When Bo Pelini took over at Nebraska, he fired most of the staff except for wide receiver coach Ted Gilmore and offensive coordinator Shawn Watson.
In 2008, the offense was the strength for Nebraska and Watson had talked to several programs about becoming a head coach. In 2009, the offense was the only thing holding the team back from greatness, as Nebraska fielded one of the best defenses in the country but an offense that ranked near the bottom in the FBS.
2010 brought promise until key injuries to the offense crippled Nebraska.

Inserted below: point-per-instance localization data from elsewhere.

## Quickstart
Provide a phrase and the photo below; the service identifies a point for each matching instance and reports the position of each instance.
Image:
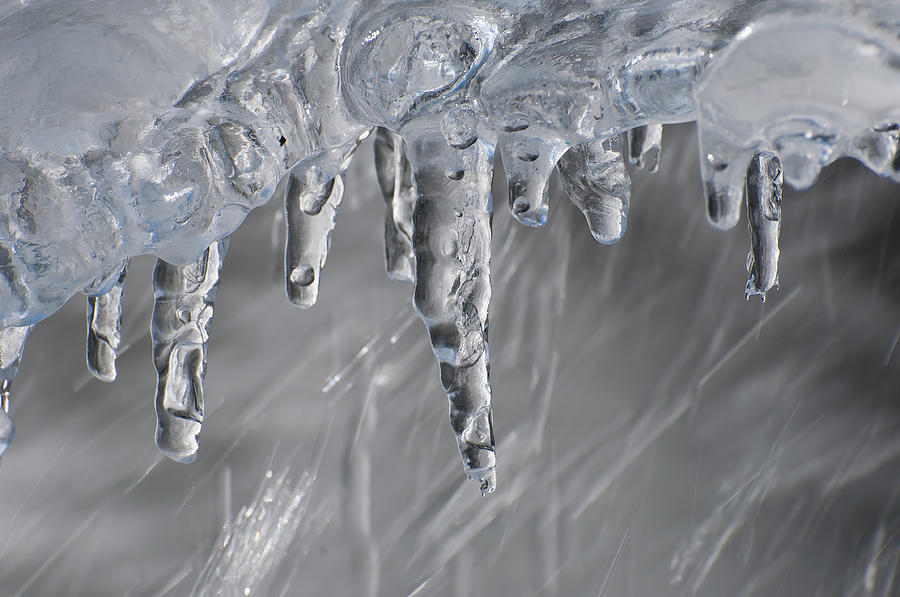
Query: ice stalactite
(529, 162)
(597, 182)
(12, 344)
(764, 180)
(645, 146)
(451, 239)
(313, 195)
(181, 313)
(396, 184)
(104, 329)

Bo made the decision in the offseason to "let go" of Shawn Watson and promote running backs coach Tim Beck to offensive coordinator.
Let's review that decision by looking at the past two years for Nebraska offensively.

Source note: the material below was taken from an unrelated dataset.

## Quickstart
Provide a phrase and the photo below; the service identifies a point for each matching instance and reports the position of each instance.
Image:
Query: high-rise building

Passing: 2108 yards 16 touchdowns 8 interceptions
Rushing: 3466 yards 32 touchdowns Fumbles 33 lost 14
Total yardage: 5574 Total turnovers 22
Passing: 2115 yards 13 touchdowns 8 interceptions
Rushing: 2824 yards 31 touchdowns Fumbles 23 lost 7
Total yardage: 4939 Total turnovers 15
Note that the turnovers only count the offense's fumbles and not special teams. If you must know, Nebraska fumbled six times on special teams.

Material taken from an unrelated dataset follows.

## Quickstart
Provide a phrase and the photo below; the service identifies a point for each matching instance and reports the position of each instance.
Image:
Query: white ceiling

In 2010, Nebraska had a great year on offense as Watson reorganized his offense to fit the personnel that was coming to the team—and to get his head off the chopping block. The offense was now run first, pass second, and it worked really well for most of the season.
Until teams loaded the box and injuries piled up again.
Martinez was out for two games and during that time Green did a bad job managing the team. Once again coming so close to winning the Big 12 title and then the depressing finish in the bowl game led Pelini to promote Tim Beck to offensive coordinator.
2011 showed that the strength for Nebraska was the offense, as the defense was racked by injuries (Nebraska can't catch a break, can they?). The offense was once again focused on the run, but unlike 2010 with Martinez needing to be a game-changer, he became a game-manager. Injuries to the offensive line led to the lineup being changed often, and at one point in time, Nebraska would rotate the entire line every so often in the game.
Under Tim Beck, Nebraska dropped in production from 2010, but to be fair, if Nebraska had 2010's defense, they would have done a lot better this season.
Beck introduced some new formations, like the diamond, and shifted from the shotgun being the base formation to the pistol. He also started to use the fullback, which made all the people who remember Nebraska using a fullback happy.
The biggest change that Beck made was that he switched Taylor Martinez from a game-changer to a game-manager. No longer was he being subjected to numerous hits that caused fumbles, and he was able to change plays at the line to beat the defense.
Martinez not only improved in passing yardage, but he also reduced how often he turned the ball over.
Beck's biggest mistakes this season came from not using the talent he had. There were games where 5-star running back Aaron Green never saw the field and 4-star wide receiver Jamal Turner never saw the field again after a certain point.
Part of a coordinator's job is to win—why wouldn't you play two of your best players. I know he played Abdullah but Abdullah fumbles a lot, and until he fixes that, he shouldn't be relied on as the No. 2 back.
Nebraska had a great offense during the first part of the season, but once again stuttered towards the end. Why? Nebraska is too one-dimensional. Nebraska is a run first, run second, oh it's 3rd-and-long now? I guess we should pass—too bad the other team had their dime package out. Good luck, receivers!
I like Martinez, but that doesn't mean I think he is the best passer. To be honest, if one of the other QBs are developing as a better thrower, they should play. Nebraska can't afford to be one-dimensional; not in this day and age. We have talented receivers like Bell, Enunwa and Turner, and incoming recruit Westerkamp, we need to use them.
Beck promised an Oregon-style offense, let's start seeing it.
Overall, Beck had a good year with some mistakes. Like the Wisconsin game, where he decided to air it out instead of running, even after Martinez's third pick. I liked Beck's hire as he is a good recruiter and seems to know what he is doing and what he wants. In an interview, recruit Jordan Westerkamp said that last year's offense is not what Beck has envisioned, and Beck's vision involves more passing.
We will have to wait and see, but if Beck delivers on his promises, the future for Nebraska's offense looks bright.